ProxyBroker
                                
                                 ProxyBroker copied to clipboard
                                
                                    ProxyBroker copied to clipboard
                            
                            
                            
                        Check if the proxy modifies traffic
A neat feature would be to check if the proxy was injecting ads/javascript (or in any other way modifying traffic)
Yes, this feature is in the TODO. I think the only way to implement this is to compare a checksum. If anyone have other options I'm ready to discuss =)
Yes, this feature is in the TODO.
Well I completely missed it, sorry about that.
I think the only way to implement this is to compare a checksum.
You might also be able to do size and number of files returned as well. Also sending data thru the proxy and seeing if it was changed on it's way to it's destination would be another way to tell if the proxy was messy with the traffic
Theres no real way to compare websites 100% because each html will be rendered different in each request. Checksum will fail so often.
An idea will be to save a list of web elements (the html dom names, not their content) and compare the main structure. You will notice changes for ads or div created between direct and proxy requests.

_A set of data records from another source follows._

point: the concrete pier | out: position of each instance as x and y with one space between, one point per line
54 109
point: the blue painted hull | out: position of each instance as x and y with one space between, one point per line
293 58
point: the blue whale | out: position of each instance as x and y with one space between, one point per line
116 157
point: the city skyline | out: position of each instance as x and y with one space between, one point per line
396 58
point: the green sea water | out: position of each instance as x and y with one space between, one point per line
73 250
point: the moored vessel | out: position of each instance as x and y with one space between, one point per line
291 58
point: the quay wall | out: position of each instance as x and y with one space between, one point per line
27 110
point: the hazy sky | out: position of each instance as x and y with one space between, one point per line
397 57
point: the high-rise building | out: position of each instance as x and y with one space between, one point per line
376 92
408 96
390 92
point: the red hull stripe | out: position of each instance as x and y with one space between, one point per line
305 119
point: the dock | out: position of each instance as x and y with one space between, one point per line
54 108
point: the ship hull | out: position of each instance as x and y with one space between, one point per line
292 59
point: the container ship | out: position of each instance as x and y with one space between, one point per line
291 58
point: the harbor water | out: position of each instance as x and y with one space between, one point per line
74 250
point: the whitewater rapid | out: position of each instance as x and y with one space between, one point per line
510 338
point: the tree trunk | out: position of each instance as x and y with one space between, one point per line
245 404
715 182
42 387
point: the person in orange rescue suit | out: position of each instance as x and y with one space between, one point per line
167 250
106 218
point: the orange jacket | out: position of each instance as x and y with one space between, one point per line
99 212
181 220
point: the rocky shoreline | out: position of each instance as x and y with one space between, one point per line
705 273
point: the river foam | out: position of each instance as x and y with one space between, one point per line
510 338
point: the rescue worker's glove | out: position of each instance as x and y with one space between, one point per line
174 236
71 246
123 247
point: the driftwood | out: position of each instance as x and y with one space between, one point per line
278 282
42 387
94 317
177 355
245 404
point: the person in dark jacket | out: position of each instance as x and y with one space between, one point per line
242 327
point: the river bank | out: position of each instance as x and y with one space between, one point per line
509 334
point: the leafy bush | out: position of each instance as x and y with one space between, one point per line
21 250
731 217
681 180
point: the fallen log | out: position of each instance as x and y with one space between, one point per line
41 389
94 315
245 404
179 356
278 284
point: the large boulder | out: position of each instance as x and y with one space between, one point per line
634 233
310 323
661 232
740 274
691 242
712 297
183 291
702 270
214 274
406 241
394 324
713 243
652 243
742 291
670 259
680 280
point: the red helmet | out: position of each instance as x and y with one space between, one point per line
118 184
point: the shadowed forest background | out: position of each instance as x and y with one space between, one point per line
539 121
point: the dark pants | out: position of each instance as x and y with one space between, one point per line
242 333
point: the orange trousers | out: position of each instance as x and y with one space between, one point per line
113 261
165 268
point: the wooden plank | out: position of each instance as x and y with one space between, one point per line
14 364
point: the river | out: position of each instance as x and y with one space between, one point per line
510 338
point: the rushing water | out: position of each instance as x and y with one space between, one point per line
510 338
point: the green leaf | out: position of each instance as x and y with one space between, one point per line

@erm3nda or you could just request a static web page retard
@erm3nda I partially agree with this comment as checksum doesn't have to be index.html specific. Another method would be to do a checksum on the website's resources; i.e., its main .css file, js files, etc. Whatever the case -- whether it is checksum or specific HTML -- there are only two ways this can be achieved:
- Statistically, by verifying > ~10% of proxies respond with the same DOM/checksum request.
- Request from the local machine that saves either checksum or DOM state to be verified against all proxies. This method, however, exposes the IP of the user using ProxyBroker.
Another thing to mention is the fact that not all websites are rendered the same depending on the language. Take NYTimes.com, for example:
- nytimes.com
- cn.nytimes.com
Both websites look fairly similar, but it seems that their HTML is rendered differently. Therefore, I believe, it would be preferred the client serves a proper Accept-Language header and verifies the Content-Language in the checking of the page on top of whatever other mechanism is being done to verify the page.